Cover deep no more — Dallas’ Roy Williams, like fellow much-hyped safety Sean Taylor of Washington, is much more of a force against the run than the pass. As a result, new Cowboys coach Wade Phillips wants to accentuate Williams’ strengths and hide his weaknesses.

“He’s not playing deep half or deep quarter or anything like that,” Phillips told reporters. “He’s playing short zone and blitz.”

Don’t judge by appearances — That’s the message to Buffalo fans from Delisa Lynch, mother of Bills first-rounder Marshawn Lynch.

“When you see this black guy with dreadlocks and gold in his mouth, don’t put him down as some thug,” Delisa Lynch told the Buffalo News. “Get to know Marshawn and you’ll know he’s a much different character. I call him my gentle giant. When Buffalo fans bring their children out to meet him, they’re going to see how Marshawn interacts with kids. I think Buffalo will like him.”

Lynch not only is moving to Buffalo, he’s bringing his mother and 13-year-old brother with him.
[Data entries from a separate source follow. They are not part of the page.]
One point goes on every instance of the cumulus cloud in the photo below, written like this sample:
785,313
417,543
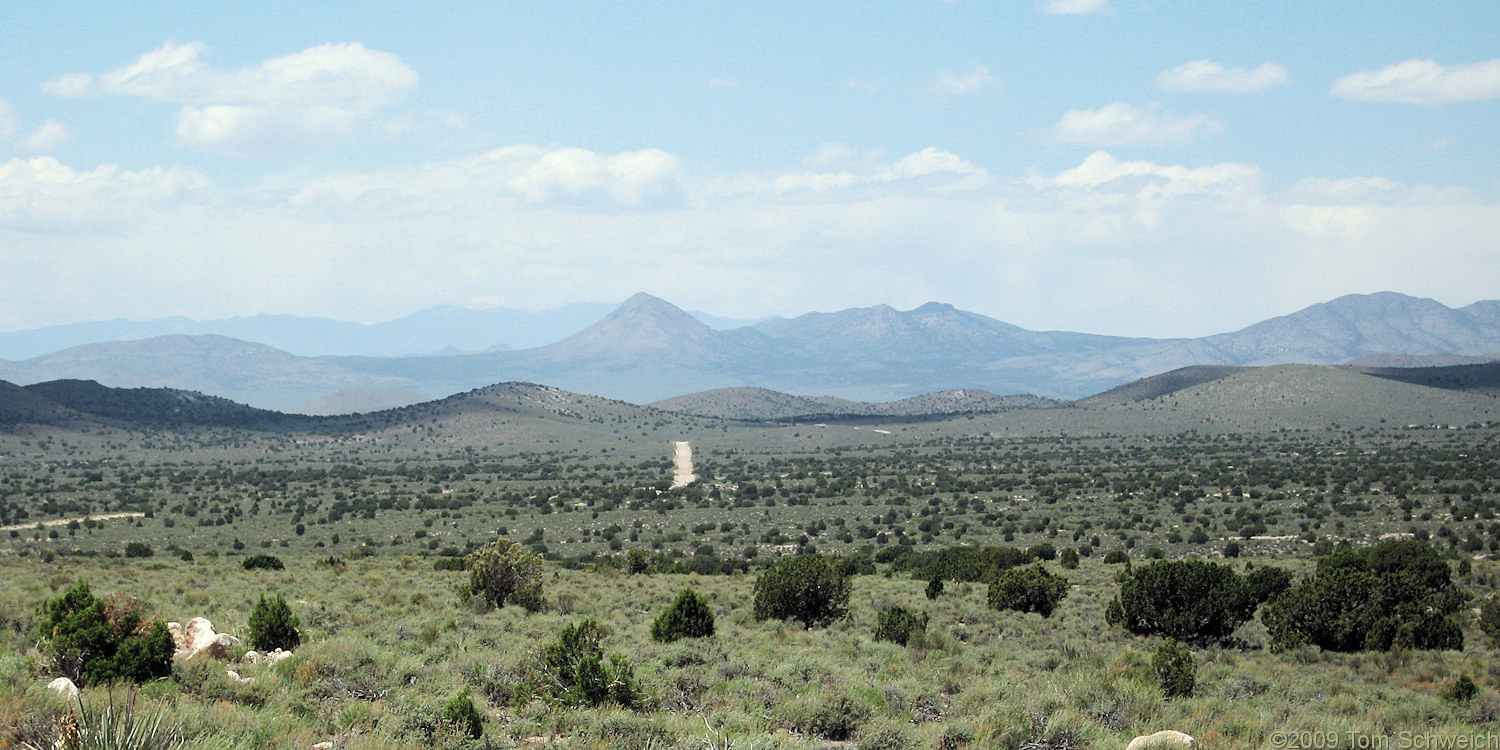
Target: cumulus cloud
1422,83
950,84
42,192
927,170
50,135
8,122
516,174
1209,77
1074,6
297,102
1121,123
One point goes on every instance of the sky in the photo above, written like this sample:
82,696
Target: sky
1125,167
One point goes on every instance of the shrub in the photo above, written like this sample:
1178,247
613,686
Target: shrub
1490,620
503,570
1463,690
935,588
1266,582
578,674
464,716
687,617
1044,551
1391,594
1028,590
1184,599
833,717
899,626
95,641
273,626
263,563
804,588
1175,668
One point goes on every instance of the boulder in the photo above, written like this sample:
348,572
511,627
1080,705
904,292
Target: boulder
1164,740
197,638
266,657
63,687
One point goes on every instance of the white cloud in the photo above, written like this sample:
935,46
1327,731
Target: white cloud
8,123
971,81
1209,77
1100,170
1422,83
1121,123
50,135
1074,6
297,102
45,194
926,170
512,176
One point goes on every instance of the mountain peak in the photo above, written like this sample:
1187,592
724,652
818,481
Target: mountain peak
639,326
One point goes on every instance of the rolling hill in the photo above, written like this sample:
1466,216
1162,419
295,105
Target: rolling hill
648,350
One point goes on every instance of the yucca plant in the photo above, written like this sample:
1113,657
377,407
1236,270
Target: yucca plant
114,726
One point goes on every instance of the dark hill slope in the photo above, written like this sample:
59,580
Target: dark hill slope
161,407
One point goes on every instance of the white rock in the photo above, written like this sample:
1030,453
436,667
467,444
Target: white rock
197,638
63,687
1164,740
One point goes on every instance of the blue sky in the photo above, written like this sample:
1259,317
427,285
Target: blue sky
1106,165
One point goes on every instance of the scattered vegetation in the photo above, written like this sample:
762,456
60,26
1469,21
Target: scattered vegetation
806,588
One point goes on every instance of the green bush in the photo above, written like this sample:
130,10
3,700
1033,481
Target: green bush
833,717
1266,582
1397,594
273,626
897,626
1028,590
1490,620
464,716
503,570
263,563
576,672
1463,690
806,588
935,588
687,617
1185,599
95,641
1175,668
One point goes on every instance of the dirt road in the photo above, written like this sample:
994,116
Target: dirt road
684,465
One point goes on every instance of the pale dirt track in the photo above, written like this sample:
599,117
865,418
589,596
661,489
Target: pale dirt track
66,521
684,465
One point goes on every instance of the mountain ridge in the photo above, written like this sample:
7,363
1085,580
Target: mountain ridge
647,350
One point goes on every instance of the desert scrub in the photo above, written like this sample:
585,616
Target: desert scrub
504,570
687,617
899,626
1184,599
96,641
273,624
1028,590
806,588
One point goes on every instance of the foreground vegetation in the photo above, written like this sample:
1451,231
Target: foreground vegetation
389,645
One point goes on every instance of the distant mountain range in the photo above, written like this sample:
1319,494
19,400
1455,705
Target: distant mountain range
434,330
647,350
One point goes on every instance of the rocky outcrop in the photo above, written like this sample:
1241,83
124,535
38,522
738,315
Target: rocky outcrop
197,639
1164,740
63,687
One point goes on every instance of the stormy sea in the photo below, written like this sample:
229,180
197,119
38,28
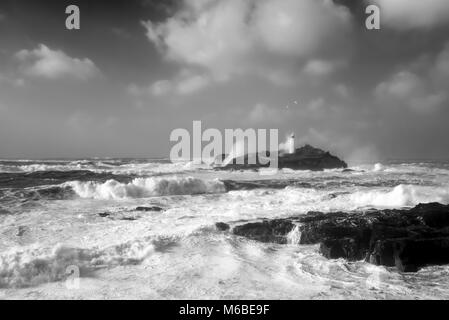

That’s a major improvement on predecessor Willis McGahee, who didn’t work out in Buffalo during the offseasons and suggested the Bills might be better moving to Toronto.

Lynch, who has spent his entire 21 years in California, even said he’s looking forward to learning how to drive in snow.

Playing for two — Defensive end Dan Bazuin, Chicago’s second-round draft pick out of Central Michigan, thinks every day about his brother, Darin, who committed suicide at 18 last June a week after winning a Michigan high school discus title.

“I have the opportunity to live my dreams, and my brother won’t,” Dan Bazuin told the Chicago Tribune. “Each day that gets a little easier to accept, but I still miss him.”